Toch is datgene wat Schopenhauer aan het christendom ontleent, vooral de noodzaak van de verlossing, volkomen uit zijn verband gerukt. Het gaat bij hem om verlossing uit het leven, niet van de zonde. Schopenhauers filosofie is radicaal atheïstisch, zegt de Vlaamse filosofe Patricia de Martelaere in haar inleiding. Ook is zijn wereldvisie deterministisch: er is geen plaats voor morele tekortkomingen. Het enige wat telt is de blinde, doelloze wereldwil, ontdaan van elke goddelijke werkelijkheid.
Invloed
Schopenhauer heeft grote invloed uitgeoefend op schrijvers en componisten, mede door zijn meeslepende stijl. Hij laat het failliet zien van alle grote filosofische systemen waarin de rede en de idee de dienst uit maken. Zijn denken is een correctie van het optimistische mensbeeld van de verlichting doordat hij zicht geeft op de duistere diepten van de mens. Niet het heldere verstand maar de donkere wil en de begeerten maken doorgaans bij de mens de dienst uit. Schopenhauer ziet de rede niet als een goddelijke eigenschap –een oude Grieks-filosofische gedachte– maar als een fysiologisch fenomeen, een uitstulping van het zenuwstelsel. Lijkt dat niet verdacht op het reductionistisch denken à la hersenonderzoeker Dick Swaab?

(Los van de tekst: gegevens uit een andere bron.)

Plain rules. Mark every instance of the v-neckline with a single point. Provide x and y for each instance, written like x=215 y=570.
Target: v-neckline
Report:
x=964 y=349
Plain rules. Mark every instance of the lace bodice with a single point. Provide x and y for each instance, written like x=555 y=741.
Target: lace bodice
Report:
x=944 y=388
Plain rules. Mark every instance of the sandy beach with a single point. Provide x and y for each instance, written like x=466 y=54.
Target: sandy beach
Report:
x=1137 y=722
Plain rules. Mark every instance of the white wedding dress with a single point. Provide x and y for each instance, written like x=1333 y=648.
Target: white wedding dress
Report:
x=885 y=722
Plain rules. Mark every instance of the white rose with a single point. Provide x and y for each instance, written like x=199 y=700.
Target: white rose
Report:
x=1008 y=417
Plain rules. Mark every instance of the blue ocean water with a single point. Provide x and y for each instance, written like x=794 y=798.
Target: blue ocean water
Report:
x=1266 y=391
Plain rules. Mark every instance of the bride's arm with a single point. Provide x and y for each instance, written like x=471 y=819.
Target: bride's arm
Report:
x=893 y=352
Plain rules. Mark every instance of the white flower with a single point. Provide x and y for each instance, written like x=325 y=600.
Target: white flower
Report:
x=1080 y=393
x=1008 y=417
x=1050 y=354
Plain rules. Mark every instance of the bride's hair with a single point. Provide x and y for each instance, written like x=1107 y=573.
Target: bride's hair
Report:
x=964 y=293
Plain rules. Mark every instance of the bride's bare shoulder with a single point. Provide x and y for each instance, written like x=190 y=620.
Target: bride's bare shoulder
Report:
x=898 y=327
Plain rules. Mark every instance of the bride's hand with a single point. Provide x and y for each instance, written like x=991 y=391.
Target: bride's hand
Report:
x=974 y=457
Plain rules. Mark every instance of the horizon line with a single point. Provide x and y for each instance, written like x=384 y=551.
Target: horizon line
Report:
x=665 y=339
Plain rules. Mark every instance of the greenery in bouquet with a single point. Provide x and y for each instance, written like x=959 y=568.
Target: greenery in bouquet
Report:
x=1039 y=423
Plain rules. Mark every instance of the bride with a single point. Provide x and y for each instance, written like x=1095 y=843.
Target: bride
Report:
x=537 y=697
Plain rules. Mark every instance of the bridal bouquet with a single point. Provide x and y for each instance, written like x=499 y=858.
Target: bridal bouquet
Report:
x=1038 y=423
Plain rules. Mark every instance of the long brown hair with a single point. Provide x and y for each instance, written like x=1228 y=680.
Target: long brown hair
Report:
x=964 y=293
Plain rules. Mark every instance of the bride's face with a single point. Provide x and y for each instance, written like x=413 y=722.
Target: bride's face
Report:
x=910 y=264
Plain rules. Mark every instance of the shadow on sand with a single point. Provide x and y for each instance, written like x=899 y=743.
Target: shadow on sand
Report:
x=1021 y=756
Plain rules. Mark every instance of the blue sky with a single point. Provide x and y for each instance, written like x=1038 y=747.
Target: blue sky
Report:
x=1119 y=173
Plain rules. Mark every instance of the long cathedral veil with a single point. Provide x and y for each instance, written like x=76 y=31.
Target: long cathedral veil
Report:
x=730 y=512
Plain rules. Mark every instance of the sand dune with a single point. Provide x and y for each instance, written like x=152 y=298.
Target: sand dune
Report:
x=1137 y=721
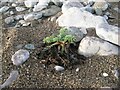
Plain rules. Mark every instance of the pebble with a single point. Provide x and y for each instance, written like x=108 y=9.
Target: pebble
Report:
x=11 y=12
x=68 y=4
x=101 y=4
x=51 y=11
x=42 y=4
x=117 y=9
x=19 y=17
x=13 y=76
x=20 y=57
x=75 y=32
x=59 y=68
x=14 y=5
x=77 y=69
x=9 y=20
x=19 y=9
x=29 y=46
x=4 y=9
x=30 y=3
x=105 y=74
x=116 y=73
x=90 y=46
x=109 y=32
x=79 y=18
x=33 y=16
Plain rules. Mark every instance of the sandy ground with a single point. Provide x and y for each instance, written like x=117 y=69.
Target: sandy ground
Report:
x=33 y=74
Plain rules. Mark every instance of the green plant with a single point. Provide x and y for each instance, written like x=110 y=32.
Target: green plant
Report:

Ondertussen geeft hij scherpe inzichten in de kwalijke kanten van de mens, zijn egoïsme, dat zich breed maakt ten koste van de ander. Heeft Schopenhauer niet gelijk als hij de mens beschrijft als een marionet van zijn eigen begeerte (bezit) en wellust (roem)? Schopenhauer merkt op dat het „bezit van de zaak het einde van het vermaak is.” Wordt dat niet dagelijks bevestigd als een waarheid, ook onder (reformatorische) christenen?
En wie voelt zich niet geraakt wanneer de ellende van het leven breed wordt uitgemeten? Is dit leven niet een aards tranendal? Ook een kerkvader zoals Augustinus kan uitweiden over de ellendigheden van dit aardse leven, maar dan vanuit het perspectief van het hemelse leven. Schopenhauer schrijft in zijn laatste hoofdstuk dat er maar één aangeboren dwaling bestaat, en die luidt „dat wij bestaan om gelukkig te zijn.” Augustinus en later Pascal gaan ervan uit dat er een aangeboren drang is om gelukkig te zijn vanwege het besef van een verloren paradijs. Het gaat echter fout met het geluksverlangen wanneer we het op dít leven richten.
Schopenhauer schrijft flitsend, beeldend, appelleert aan het tragische levensgevoel, formuleert als een filosofische Prediker tal van levenswijsheden die herkenbaar zijn. Hij ontmaskert mensen die zich mooier en beter voordoen maar heimelijk door andere, plattere drijfveren geleid worden. Hij houdt de filosofie dicht bij het gewone leven.
Voor veel moderne filosofen geldt: lees ze voor zover je de tijdgeest beter kunt verstaan, maar houd afstand als je voelt dat ze je aan je eigen levensperspectief knagen. Wie zielen vangt, is wijs. Dat is de opdracht van de christen met betrekking tot de zielen die in het labyrint van deze wereld verkeren, geknakt door het leven gaan vanwege het uitzichtloos levenspessimisme, zoals Schopenhauer dat verwoordt maar dat door velen dagelijks wordt beleefd.
Boekgegevens
”De wereld als wil en voorstelling”, Arthur Schopenhauer; uitg. Wereldbibliotheek, Amsterdam, 2012; ISBN 978 90 284 2474 6; 1277 blz.; € 49,95.